-
Bug
-
Resolution: Unresolved
-
Major
-
Logging 5.9.z, Logging 6.1.z, Logging 6.3.z
-
Incidents & Support
-
False
-
-
False
-
NEW
-
NEW
-
-
Bug Fix
-
-
-
Logging - Sprint 278
-
Important
Description of problem:
When it's configured an Kafka output and the message is larger than 1MB and configured the "spec.tuning.outputs.maxWrite" option to allow to write a batch longer than 1MB like:
- kafka:
url: tcp://kafka.openshift-logging.svc.cluster.local:9092/clo-topic
authentication:
sasl:
mechanism: PLAIN
password:
key: password
secretName: kafka-vector
username:
key: username
secretName: kafka-vector
tuning:
maxWrite: 6M
It's observed the error:
2025-08-25T22:52:12.077585Z ERROR sink{component_kind="sink" component_id=output_kafka_app component_type=kafka}: vector_common::internal_event::service: Service call failed.

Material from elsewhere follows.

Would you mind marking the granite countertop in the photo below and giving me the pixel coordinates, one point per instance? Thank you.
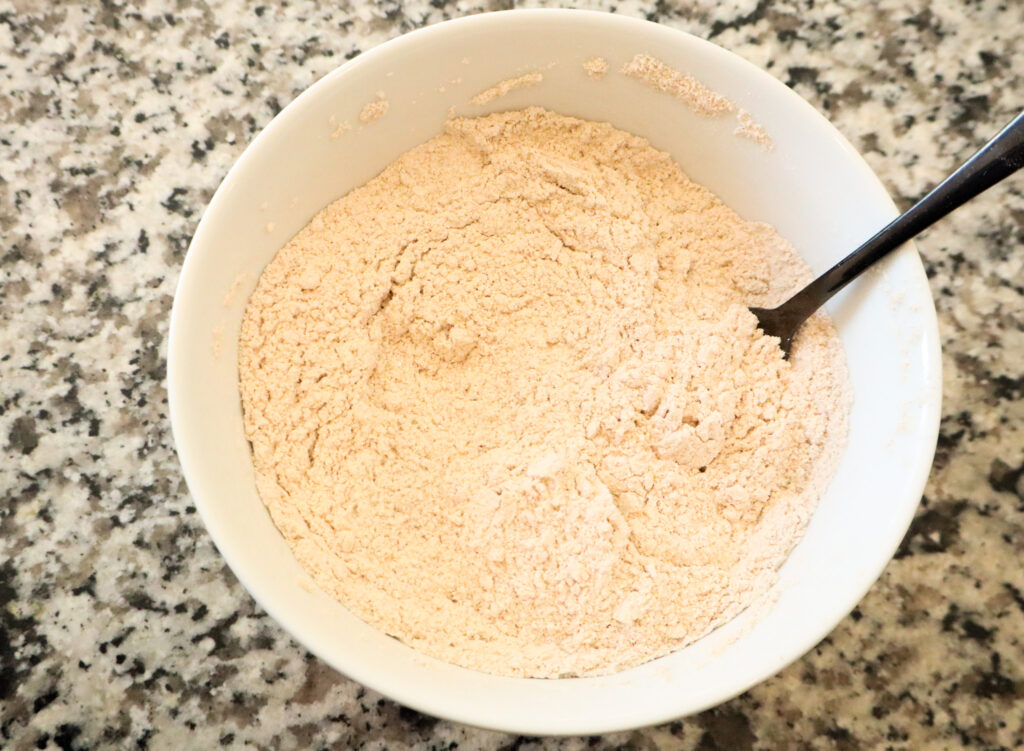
(121, 626)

No retries or retries exhausted. error=Some(KafkaError (Message production error: MessageSizeTooLarge (Broker: Message size too large))) request_id=4 error_type="request_failed" stage="sending" internal_log_rate_limit=true
*Notes*:
1.The kafka server accepts messages longer than 1MB
2.If it's used Fluentd (Logging v5) instead of Vector, it works and the message arrive to Kafka
Version-Release number of selected component (if applicable):
Tested the issue in Logging 5.9.z, 6.1.8, 6.3.z
How reproducible:
Always
Steps to Reproduce:
- Deploy a Kafka server that accepts messages up 10MB
- Configure the "clusterLogForwarder" to log forward to the Kafka server and configure the "spec.output.tuning.maxWrite" up 6MB similar to:
[...] spec: outputs: - kafka: url: tcp://kafka.openshift-logging.svc.cluster.local:9092/clo-topic authentication: sasl: mechanism: PLAIN password: key: password secretName: kafka-vector username: key: username secretName: kafka-vector tuning: maxWrite: 6M name: kafka-app type: kafka pipelines: - inputRefs: - application name: test-app outputRefs: - kafka-app
- Create an application that generates a log up to 2MB
$ oc new-project test-kafka $ kubectl create deployment hello-node --image=registry.k8s.io/e2e-test-images/agnhost:2.43 -- /agnhost serve-hostname $ oc -n test-kafka rsh $(oc get pods -n test-kafka -l app=hello-node -o name) ~ $ for i in $(seq 1 $((2 * 1024 * 1024 / 5))); do echo -n 'hello'; done > /tmp/2mb_hello_line.txt ~ $ du -khs /tmp/2mb_hello_line.txt 2.0M /tmp/2mb_hello_line.txt ~ $ cat /tmp/2mb_hello_line.txt > /proc/1/fd/1
Actual results:
The collector pod running in the same node that the pod that generates logs up 2MB generates the error under this line and logs don't arrive to Kafka.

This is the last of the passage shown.